Polen könnte EU-Stimmrecht entzogen werden

Die rechtsnationale Partei "Recht und Gerechtigkeit" (PiS) war aus der Wahl in Polen im Oktober als Sieger hervorgegangen und regiert seit Mitte November mit absoluter Mehrheit. Die seither beschlossene Reform des Verfassungsgerichts hatte bereits für massive Verärgerung in der EU-Kommission gesorgt, die dagegen rechtsstaatliche Bedenken geltend machte.

Mit dem kurz vor Jahresende verabschiedeten Mediengesetz versucht die Regierung zudem, die öffentlich-rechtlichen Medien an die Leine zu legen. Der für Medienpolitik zuständige EU-Kommissar Günther Oettinger hat deswegen bereits mit der Aktivierung des Rechtsstaatsmechanismus gedroht. Im Extremfall könnte Polen damit das Stimmrecht in der EU entzogen werden.

EU-Kommissionspräsident Jean-Claude Juncker erwartet aber nicht, dass es dazu kommt. Die nationalkonservative Regierung in Ungarn hat Polen bereits ihre Unterstützung zugesagt und angekündigt, notfalls ein Veto gegen Strafen für Warschau einzulegen.

"Wer die Macht hat, hat das RAdio"

Der polnische Justizminister Zbigniew Ziobro hat in einem Schreiben an den deutschen EU-Kommissar Günther Oettinger Stellung zur Kritik am neuen Mediengesetz in Polen genommen. "Das Mediengesetz, an dem die polnische Regierung arbeitet, sieht bedeutend demokratischere Lösungen vor (als in Deutschland)", heißt es in dem offenen Brief.

In Deutschland gelte: "Wer die Macht hat, hat das Radio", schrieb Ziobro in dem Brief, der unter anderem auf der rechtskatholischen Webseite "Fronda.pl" veröffentlicht wurde, über die Zusammensetzung der Rundfunkräte im Nachbarland.

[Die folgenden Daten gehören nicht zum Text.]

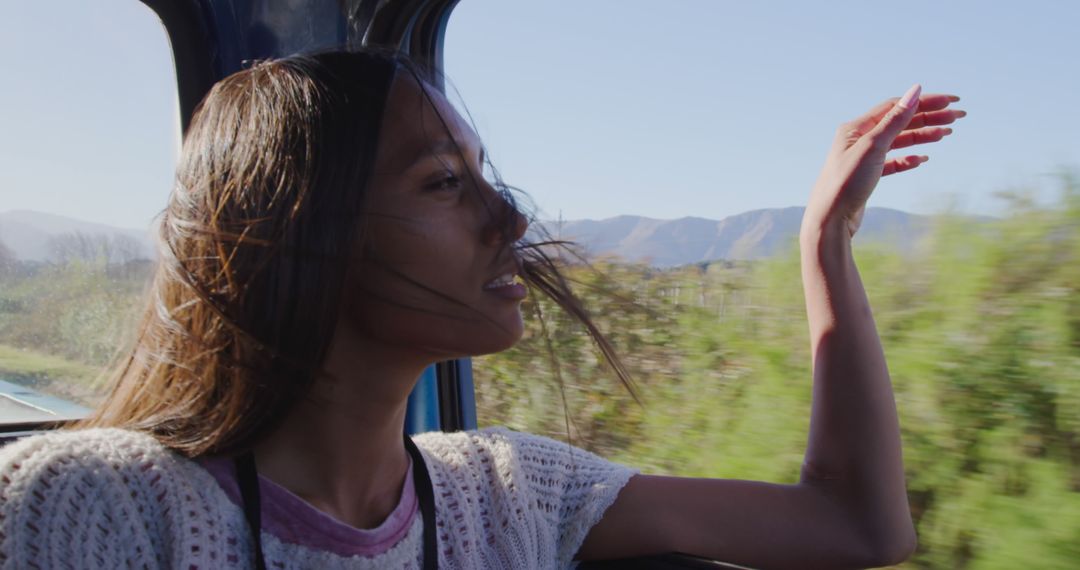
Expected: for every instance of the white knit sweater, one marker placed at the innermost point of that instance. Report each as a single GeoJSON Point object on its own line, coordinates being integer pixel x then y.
{"type": "Point", "coordinates": [119, 499]}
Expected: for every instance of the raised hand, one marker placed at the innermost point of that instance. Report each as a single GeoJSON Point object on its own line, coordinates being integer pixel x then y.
{"type": "Point", "coordinates": [858, 158]}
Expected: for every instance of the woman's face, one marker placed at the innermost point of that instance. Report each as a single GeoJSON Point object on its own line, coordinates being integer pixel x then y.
{"type": "Point", "coordinates": [435, 273]}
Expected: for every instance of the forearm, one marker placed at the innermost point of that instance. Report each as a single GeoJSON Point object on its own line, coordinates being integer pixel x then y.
{"type": "Point", "coordinates": [853, 451]}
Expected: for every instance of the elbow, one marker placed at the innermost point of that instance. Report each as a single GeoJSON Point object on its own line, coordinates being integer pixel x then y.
{"type": "Point", "coordinates": [893, 550]}
{"type": "Point", "coordinates": [899, 551]}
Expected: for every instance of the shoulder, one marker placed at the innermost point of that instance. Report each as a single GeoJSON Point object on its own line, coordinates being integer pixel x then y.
{"type": "Point", "coordinates": [110, 496]}
{"type": "Point", "coordinates": [535, 453]}
{"type": "Point", "coordinates": [543, 493]}
{"type": "Point", "coordinates": [115, 456]}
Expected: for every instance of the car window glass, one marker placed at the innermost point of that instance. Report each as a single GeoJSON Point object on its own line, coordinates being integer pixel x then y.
{"type": "Point", "coordinates": [86, 159]}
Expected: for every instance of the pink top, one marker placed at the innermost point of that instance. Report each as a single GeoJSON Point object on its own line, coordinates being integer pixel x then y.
{"type": "Point", "coordinates": [294, 520]}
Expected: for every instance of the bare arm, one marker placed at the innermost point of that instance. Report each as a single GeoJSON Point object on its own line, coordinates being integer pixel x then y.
{"type": "Point", "coordinates": [849, 509]}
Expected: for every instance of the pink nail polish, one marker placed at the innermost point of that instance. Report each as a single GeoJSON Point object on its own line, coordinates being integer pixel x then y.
{"type": "Point", "coordinates": [910, 97]}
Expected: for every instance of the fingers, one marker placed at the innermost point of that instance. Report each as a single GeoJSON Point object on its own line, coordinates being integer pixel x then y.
{"type": "Point", "coordinates": [935, 118]}
{"type": "Point", "coordinates": [920, 136]}
{"type": "Point", "coordinates": [894, 121]}
{"type": "Point", "coordinates": [903, 163]}
{"type": "Point", "coordinates": [929, 113]}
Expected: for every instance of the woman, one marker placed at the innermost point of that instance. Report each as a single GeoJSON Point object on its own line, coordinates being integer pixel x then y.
{"type": "Point", "coordinates": [329, 235]}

Ziobro sprach zudem von "medialer Zensur der deutschen Medien" im Zusammenhang mit der Berichterstattung über die Übergriffe in Köln und anderen Städten, "die auch Sorgen um die Sicherheit der in Deutschland lebenden Bürger wecken".

Der Minister griff auch Oettinger an, der am vergangenen Wochenende in einem Interview angeregt hatte, Polen unter EU-Aufsicht zu stellen. "Solche Worte von einem deutschen Politiker wecken bei Polen die schlimmsten Assoziationen. Auch meine. Ich bin der Enkel eines polnischen Offiziers, der im Zweiten Weltkrieg im Untergrund gegen die "deutsche Aufsicht" kämpfte."